Lada started this story back when the gold reserve was stolen, then fast-forwarded to modern day, where our protagonist, Jade Snow, began her adventure to find out what happened to one of history's lost treasures.
Since the beginning thrusts the reader into a world where murder is simply the catch of the day, and the loot is just about to be snatched from the train, there is excitement right from the get-go. They say you should start a book, or movie, etc. with action. But sometimes it comes across as forced, like the writer was trying too hard to make the work fit within this "rule". This was not like that. The beginning was indeed filled with action, but it was relevant, essential to setting up the story, not forced or out of place at all.

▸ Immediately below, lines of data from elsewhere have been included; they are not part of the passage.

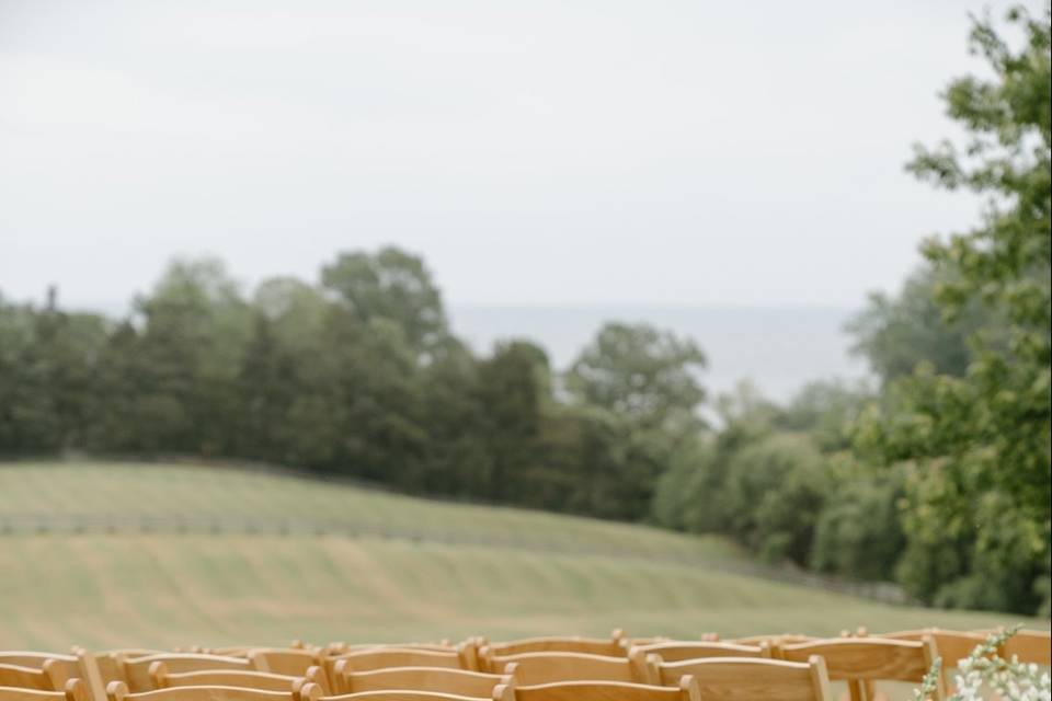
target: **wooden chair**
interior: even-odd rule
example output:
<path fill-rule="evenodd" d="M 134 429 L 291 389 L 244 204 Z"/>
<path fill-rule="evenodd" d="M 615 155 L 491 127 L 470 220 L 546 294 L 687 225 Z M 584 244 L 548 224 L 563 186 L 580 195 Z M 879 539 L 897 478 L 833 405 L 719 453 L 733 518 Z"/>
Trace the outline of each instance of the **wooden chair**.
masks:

After I got all worked up by the start of it, the story lulled into a nice set up of characters and settings. But it didn't stay there for long. The writer did an excellent job of moving the story along at a pace that wasn't too fast or too slow. You're not waiting desperately for SOMETHING to happen, and you aren't begging for a little downtime to build suspense either. It's like she hit the "Goldilocks Zone" for writing a mystery/thriller -- just right.
Most of the story is in first person POV, from Jade's perspective. I usually have a huge problem with a character describing themselves, but Lada managed to pull it off. It was fitting, the character is a journalist, and it didn't come over as overly arrogant or self-deprecating (too many characters who describe themselves in any way fit one of these two personality quirks).
I loved the fact that, like Dean Koontz, Lada chose to write in many short chapters, rather than fewer looooong chapters. I appreciate shorter chapters in this kind of work, it allows me to finish a chapter or two in one sitting, then take a break from the mayhem... so I can attend to the regular mayhem of my funny little home. ;)
If you're the kind of person who loves a good mystery, especially one inspired by true events, I would definitely recommend this ebook. It's available on Amazon and Smashwords, probably other places as well. It's intriguing, low-priced, was able to hold the interest of an impatient pleasure-reader (*cough*me*cough*), and a great, non-cozy mystery.